When a multi-view image obtained by capturing an object from a plurality of different viewpoints is input, the scoring system detects a region of a person from each image included in the multi-viewpoint image. The scoring system tracks a person by associating regions indicating the same person among a plurality of frames of a single viewpoint in time-series multi-viewpoint images. It is determined whether the person indicated by the detected area is a player or a person other than a player, the area indicating the player is specified, and the tracked player is associated between a plurality of viewpoints, that is, between images. The scoring system recognizes two-dimensional skeleton information of the player from each of the tracked series of images using a recognition model or the like. The scoring system estimates three-dimensional skeleton information from the two-dimensional skeleton information using the camera parameters. Then, the scoring system performs post-processing such as smoothing on the time-series three-dimensional skeleton information, estimates the phase (break) of the performance, and then recognizes the skill. A machine learning model trained by the machine learning device according to the above embodiment can be applied to the recognition of this technique.

Application of the disclosed technology is not limited to the above-described human-robot interaction, gymnastics scoring system, and the like, and can be applied as a general motion recognition application.

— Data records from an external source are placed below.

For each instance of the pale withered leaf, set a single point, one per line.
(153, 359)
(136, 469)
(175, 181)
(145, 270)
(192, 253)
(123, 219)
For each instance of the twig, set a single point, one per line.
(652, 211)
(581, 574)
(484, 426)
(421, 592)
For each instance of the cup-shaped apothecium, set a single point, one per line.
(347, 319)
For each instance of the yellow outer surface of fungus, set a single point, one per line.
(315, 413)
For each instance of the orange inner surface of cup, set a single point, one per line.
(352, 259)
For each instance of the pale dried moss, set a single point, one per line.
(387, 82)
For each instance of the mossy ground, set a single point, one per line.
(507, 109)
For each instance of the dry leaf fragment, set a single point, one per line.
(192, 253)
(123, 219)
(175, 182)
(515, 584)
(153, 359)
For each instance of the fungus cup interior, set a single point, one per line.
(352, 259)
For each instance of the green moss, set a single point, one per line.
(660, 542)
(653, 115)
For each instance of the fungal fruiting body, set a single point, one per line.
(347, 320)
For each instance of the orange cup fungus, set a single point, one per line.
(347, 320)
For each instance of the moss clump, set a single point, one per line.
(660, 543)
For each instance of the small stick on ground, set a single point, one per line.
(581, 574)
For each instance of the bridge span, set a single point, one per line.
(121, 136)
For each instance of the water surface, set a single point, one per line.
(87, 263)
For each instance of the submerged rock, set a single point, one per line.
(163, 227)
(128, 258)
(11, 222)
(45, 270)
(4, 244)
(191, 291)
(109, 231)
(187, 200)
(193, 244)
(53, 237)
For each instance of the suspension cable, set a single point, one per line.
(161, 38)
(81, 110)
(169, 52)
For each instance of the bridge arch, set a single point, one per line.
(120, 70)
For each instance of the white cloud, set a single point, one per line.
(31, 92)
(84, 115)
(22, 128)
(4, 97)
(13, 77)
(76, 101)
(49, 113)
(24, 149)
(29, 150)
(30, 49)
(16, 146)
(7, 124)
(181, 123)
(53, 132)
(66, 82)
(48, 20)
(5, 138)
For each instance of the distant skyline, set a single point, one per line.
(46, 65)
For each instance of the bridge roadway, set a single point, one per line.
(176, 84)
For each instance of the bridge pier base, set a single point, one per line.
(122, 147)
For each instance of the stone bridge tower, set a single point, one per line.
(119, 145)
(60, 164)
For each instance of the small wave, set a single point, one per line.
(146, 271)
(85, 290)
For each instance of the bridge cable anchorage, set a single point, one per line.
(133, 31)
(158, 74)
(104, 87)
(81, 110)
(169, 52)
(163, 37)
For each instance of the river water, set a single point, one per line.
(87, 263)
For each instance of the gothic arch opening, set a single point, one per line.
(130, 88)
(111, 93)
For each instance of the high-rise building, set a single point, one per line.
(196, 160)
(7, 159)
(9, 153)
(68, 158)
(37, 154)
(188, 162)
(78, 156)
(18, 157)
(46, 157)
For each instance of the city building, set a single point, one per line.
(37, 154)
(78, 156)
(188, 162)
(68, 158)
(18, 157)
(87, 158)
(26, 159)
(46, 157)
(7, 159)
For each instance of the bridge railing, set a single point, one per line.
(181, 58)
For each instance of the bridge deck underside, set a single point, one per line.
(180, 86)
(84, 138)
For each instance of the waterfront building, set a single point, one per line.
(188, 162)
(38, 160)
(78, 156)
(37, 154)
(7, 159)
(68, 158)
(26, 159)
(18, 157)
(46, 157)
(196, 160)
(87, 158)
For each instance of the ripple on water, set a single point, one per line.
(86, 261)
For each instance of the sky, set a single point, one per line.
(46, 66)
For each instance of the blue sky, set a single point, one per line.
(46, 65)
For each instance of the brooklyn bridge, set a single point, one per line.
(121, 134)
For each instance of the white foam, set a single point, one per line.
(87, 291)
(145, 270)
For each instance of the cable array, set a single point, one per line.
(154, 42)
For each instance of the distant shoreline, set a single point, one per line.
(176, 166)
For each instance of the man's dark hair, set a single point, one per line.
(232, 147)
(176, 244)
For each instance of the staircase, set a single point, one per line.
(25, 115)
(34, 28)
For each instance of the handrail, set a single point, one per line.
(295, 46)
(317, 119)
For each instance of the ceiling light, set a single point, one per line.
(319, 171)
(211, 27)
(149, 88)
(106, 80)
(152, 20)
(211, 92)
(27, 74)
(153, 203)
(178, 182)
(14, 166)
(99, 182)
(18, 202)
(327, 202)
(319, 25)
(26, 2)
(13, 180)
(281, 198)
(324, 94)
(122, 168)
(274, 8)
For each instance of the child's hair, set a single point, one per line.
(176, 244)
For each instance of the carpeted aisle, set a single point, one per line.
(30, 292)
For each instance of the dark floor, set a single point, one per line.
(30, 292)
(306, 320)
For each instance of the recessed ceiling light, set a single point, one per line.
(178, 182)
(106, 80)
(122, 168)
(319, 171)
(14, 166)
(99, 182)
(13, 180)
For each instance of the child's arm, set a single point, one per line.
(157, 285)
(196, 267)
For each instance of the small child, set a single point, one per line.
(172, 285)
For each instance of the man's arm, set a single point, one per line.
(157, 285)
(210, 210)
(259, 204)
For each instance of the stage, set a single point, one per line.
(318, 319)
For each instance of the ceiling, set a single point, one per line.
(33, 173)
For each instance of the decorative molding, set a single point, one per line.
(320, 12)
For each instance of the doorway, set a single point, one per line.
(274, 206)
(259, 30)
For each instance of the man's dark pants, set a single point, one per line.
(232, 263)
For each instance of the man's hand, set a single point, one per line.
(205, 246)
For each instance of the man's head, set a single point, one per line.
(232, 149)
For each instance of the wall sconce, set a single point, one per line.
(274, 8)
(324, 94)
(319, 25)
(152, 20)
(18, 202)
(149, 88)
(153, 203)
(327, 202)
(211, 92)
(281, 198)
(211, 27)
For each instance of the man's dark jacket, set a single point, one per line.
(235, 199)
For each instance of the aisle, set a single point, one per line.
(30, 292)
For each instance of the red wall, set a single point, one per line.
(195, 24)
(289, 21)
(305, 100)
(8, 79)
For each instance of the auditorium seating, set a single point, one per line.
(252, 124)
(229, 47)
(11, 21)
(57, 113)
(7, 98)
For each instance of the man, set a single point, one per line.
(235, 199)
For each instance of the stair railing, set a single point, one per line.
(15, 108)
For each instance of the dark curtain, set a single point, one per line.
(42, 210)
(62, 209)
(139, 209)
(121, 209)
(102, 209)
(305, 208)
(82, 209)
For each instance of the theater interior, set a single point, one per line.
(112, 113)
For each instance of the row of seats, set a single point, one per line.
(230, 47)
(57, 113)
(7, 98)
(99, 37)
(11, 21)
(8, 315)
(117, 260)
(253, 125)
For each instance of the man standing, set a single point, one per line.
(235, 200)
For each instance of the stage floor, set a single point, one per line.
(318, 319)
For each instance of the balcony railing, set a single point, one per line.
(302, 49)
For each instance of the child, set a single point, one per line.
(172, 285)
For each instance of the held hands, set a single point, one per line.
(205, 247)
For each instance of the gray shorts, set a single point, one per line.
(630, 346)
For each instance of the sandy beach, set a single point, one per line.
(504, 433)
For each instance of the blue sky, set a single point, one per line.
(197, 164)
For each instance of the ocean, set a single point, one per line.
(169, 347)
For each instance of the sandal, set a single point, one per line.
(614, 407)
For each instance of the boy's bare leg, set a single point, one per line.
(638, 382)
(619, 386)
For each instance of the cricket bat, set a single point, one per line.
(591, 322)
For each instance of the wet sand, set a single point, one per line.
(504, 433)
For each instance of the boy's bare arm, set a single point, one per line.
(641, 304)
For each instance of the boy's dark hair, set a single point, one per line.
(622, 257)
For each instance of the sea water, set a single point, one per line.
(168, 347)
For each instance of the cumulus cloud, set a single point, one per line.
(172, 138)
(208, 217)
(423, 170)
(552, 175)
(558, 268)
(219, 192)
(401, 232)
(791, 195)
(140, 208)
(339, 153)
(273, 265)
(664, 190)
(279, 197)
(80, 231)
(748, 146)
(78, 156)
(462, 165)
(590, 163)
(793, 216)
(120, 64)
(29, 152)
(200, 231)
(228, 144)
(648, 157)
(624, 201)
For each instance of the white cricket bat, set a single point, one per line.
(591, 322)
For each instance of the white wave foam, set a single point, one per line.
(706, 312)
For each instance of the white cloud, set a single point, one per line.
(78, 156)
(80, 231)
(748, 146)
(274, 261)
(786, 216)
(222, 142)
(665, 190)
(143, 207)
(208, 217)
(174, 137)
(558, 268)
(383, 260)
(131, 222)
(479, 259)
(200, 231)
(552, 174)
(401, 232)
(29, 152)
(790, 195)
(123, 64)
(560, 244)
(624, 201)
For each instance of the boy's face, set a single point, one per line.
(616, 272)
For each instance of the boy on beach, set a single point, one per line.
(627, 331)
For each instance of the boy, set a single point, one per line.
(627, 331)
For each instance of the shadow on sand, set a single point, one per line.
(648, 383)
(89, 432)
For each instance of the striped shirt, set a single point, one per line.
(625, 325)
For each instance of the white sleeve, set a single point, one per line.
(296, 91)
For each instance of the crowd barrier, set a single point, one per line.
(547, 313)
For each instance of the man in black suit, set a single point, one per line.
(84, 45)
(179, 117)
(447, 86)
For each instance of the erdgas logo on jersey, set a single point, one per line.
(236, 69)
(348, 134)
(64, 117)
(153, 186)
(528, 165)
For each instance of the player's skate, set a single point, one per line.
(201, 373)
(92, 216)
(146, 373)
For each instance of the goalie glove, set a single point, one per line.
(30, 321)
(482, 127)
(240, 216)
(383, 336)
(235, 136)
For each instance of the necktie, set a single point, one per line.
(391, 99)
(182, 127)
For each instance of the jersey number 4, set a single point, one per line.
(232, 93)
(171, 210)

In the above embodiment, the machine learning program is stored (installed) in the storage device in advance, but the embodiment is not limited thereto. The program according to the disclosed technology may be provided in a form stored in a storage medium such as a CD-ROM, a DVD-ROM, or a USB memory.

In the related art described above, there is a problem that the machine learning model trained with the training data of the timestamp annotation is inferior in accuracy to the machine learning model trained with the training data of the full annotation.